Dos años después, todavía recuerdo las miradas de derrota que intercambiamos allí en la poza, jadeantes y mareados, y el miedo que sentimos ante nuestro futuro, un miedo que hoy calificaría de insuficiente, casi ridículo, en comparación con el desolador destino que nos aguardaba. Pero lo que recuerdo con mayor claridad son los gritos de Jane llamando desesperadamente a Wells, gritando su nombre una y otra vez, hasta quebrarse la garganta. Unos gritos que solo palidecieron ante el rugido de rabia que el Enviado profirió cuando sus hermanos, tras inspeccionar el fondo de la poza, emergieron a la superficie para anunciarle que no había el menor rastro del escritor por ninguna parte: su más preciada cucaracha se había escapado, llevándose consigo su secreto. Y eso, por desgracia para él, convertía el universo en un lugar inconmensurable, donde todo era posible. Todavía hoy desconozco qué habrá sido de Wells. Imagino que el impacto de la caída le dejaría inconsciente y terminaría ahogándose, siendo expulsado al Támesis por algún afluente. Y ese final, aunque no lo parezca, era el mejor que podía haber tenido.

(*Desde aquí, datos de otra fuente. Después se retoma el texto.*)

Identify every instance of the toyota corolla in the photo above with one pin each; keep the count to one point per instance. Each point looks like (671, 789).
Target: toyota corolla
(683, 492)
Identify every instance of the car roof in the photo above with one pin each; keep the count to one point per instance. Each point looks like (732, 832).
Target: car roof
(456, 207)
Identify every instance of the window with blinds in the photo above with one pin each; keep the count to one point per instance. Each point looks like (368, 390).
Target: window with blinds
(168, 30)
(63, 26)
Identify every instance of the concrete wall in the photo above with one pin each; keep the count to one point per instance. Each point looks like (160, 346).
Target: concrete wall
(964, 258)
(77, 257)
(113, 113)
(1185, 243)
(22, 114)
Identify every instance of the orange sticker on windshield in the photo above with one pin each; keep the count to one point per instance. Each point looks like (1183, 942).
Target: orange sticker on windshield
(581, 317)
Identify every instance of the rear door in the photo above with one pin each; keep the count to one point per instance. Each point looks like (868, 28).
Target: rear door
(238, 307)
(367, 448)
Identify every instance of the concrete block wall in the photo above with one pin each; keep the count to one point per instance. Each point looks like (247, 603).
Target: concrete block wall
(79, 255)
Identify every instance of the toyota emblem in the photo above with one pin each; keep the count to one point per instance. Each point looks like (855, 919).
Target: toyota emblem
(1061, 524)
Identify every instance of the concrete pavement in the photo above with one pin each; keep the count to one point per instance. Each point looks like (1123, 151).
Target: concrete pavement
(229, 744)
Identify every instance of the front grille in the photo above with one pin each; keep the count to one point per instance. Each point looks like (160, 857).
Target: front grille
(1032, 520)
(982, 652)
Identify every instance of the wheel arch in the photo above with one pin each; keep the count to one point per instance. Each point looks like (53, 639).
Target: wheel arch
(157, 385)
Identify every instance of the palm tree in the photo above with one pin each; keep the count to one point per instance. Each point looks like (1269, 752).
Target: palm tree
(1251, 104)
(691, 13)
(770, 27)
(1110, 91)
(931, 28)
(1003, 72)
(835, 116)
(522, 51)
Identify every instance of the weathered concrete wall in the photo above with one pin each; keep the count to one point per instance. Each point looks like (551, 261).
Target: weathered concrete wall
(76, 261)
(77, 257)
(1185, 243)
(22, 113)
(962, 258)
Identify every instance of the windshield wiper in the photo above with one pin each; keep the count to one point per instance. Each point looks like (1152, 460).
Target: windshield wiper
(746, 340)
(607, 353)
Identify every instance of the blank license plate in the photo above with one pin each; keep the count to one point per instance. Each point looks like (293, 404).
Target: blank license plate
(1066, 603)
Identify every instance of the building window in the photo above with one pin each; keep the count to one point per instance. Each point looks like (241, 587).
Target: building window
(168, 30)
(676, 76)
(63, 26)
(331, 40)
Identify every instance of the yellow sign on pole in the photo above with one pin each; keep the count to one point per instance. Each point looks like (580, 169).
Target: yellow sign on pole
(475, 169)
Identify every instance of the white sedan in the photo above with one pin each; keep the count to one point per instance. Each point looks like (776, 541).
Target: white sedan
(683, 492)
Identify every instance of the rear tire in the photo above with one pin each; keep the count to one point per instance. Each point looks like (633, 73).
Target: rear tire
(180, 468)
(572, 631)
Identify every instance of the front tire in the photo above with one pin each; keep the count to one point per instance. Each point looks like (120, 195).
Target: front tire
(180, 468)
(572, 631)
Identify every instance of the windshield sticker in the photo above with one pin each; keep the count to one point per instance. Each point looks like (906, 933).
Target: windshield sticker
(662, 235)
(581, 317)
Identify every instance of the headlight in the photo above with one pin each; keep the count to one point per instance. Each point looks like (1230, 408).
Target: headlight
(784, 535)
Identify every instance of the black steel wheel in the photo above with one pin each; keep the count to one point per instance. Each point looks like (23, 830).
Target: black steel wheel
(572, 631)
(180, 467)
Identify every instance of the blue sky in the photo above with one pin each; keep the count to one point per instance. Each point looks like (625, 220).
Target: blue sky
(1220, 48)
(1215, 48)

En estos momentos, el sol muere tras las ruinas de Londres, más allá de los tétricos bosques que asedian el campamento marciano, y en mi celda, yo me apresuro a poner el punto final a este diario, apenas unas pocas horas antes de poner también el punto final a mi vida, pues ya no me quedan dudas de que no sobreviviré a otro día. Mi cuerpo se quebrará para siempre de un momento a otro, o puede que lo haga mi alma, esa ciénaga de desesperanza y amargura con la que cargo en el pecho.

Por suerte, he logrado llegar al final de mi relato; poco más tengo que añadir a todo lo que he contado aquí. Aun así, ya que no logré ser el héroe de esta historia, espero haber sido al menos un entretenido trovador para el lector de estas páginas, sea quien sea. A ninguna otra cosa puedo aspirar ya. Aquí acaba mi vida, una vida que me gustaría haber vivido de otra manera. Pero es tarde para cualquier propósito de enmienda. Nada puedo hacer ahora, más que dejar escrito aquí mi sincero y tardío arrepentimiento.

Desde mi celda veo cómo la noche se cierne sobre la pirámide marciana, esa estructura que simboliza mejor que ninguna bandera la conquista del planeta, un planeta que una vez nos perteneció a nosotros, la raza humana. En él desliamos nuestra Historia, en él dimos lo mejor y lo peor de nosotros mismos. Pero de nada de eso quedará el menor recuerdo cuando el último hombre de la Tierra expire aniquilando a toda una raza. Con él, moriremos todos.

Y eso es algo que al fin he aceptado, aunque todavía siga sin entenderlo.

CHARLES LEONARD WINSLOW,

prisionero ejemplar del campo marciano de Lewisham.